Проходит час. Гость наконец‐то подбирает с ковра свой цилиндр и уходит. Ланс остается наедине с родителями, что только усиливает натянутость положения. Старшего Бока я вижу довольно ясно. Но как бы глубоко ни погружался я в свой нелегкий транс, мне не удается вообразить госпожу Бок. Знаю, что она пытается быть оживленной – болтая о пустяках, часто моргая ресницами, – не столько ради сына, сколько ради мужа и его стареющего сердца, и старик Бок прекрасно это понимает и вдобавок к собственной чудовищной тоске должен еще сносить ее наигранную веселость, а сносить это тяжелее, чем если бы она без оглядки отдалась своему горю. Мне немного досадно, что не могу разглядеть ее лица. Вижу только, как бы краешком зрения, световой размыв сбоку на ее скрытых дымкой волосах, да и то подозреваю, что на меня тут подспудно влияют шаблонные уловки современной фотографии, и чувствую, насколько, должно быть, легче было писать в старину, когда воображение не было обложено многочисленными зрительными подспорьями и колонист, глядючи на первый свой исполинский кактус или первые высокие снега, не должен был вспоминать рекламную картинку шинной фирмы.
Что касается до Бока, то вижу, что пользуюсь наружностью старого профессора истории, превосходного знатока Средневековья, белые бачки, розовая плешь и черная пара которого хорошо известны в одном солнечном американском университетском городке на крайнем юге, но для моего разсказа он только тем интересен, что, не считая легкого сходства с моим давно покойным двоюродным дядей, он обладает несовременной наружностью.
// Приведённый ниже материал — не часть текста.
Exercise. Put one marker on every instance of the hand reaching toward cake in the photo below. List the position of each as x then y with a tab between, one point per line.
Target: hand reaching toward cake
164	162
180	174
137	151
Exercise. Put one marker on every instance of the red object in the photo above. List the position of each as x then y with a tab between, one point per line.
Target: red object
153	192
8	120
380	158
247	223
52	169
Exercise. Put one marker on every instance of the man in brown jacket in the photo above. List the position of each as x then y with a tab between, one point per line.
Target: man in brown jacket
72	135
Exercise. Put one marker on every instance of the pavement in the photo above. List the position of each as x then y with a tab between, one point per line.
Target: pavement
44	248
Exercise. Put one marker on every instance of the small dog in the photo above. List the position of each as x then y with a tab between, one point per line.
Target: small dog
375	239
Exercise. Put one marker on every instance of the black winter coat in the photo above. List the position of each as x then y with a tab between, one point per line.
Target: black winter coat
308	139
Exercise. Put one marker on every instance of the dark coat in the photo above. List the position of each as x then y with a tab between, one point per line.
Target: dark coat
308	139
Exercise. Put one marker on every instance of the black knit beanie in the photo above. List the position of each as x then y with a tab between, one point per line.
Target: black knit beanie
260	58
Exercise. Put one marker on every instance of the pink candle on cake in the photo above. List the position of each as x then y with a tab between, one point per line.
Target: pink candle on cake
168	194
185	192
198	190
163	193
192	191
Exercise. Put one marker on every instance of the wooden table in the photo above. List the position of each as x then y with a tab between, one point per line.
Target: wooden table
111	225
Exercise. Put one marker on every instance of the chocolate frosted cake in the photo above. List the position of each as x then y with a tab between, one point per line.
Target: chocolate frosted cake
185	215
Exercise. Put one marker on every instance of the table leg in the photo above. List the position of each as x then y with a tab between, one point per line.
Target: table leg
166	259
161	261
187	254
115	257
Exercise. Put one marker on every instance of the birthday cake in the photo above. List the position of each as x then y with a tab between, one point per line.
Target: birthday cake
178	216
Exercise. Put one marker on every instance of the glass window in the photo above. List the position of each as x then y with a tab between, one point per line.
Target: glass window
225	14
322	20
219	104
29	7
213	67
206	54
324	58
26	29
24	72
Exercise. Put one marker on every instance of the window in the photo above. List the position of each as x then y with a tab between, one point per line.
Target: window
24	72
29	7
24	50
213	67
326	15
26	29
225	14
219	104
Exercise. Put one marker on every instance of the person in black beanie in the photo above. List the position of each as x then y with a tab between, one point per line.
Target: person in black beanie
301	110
Да и, признаться, ничего нет необычайного в стремлении придавать повадкам и одеждам отдаленного времени (которое в нашем случае отнесено в будущее) налет старины, что‐нибудь недоглаженное, недочищенное, пыльное, – ведь, в конце концов, мы только и можем вообразить и выразить все то диковинное, чего никакие ученые изследования предвидеть не в силах, в таких словах, как «несовременное», «другого века», и тому подобных. Будущее значит устаревшее, только в обратном направлении.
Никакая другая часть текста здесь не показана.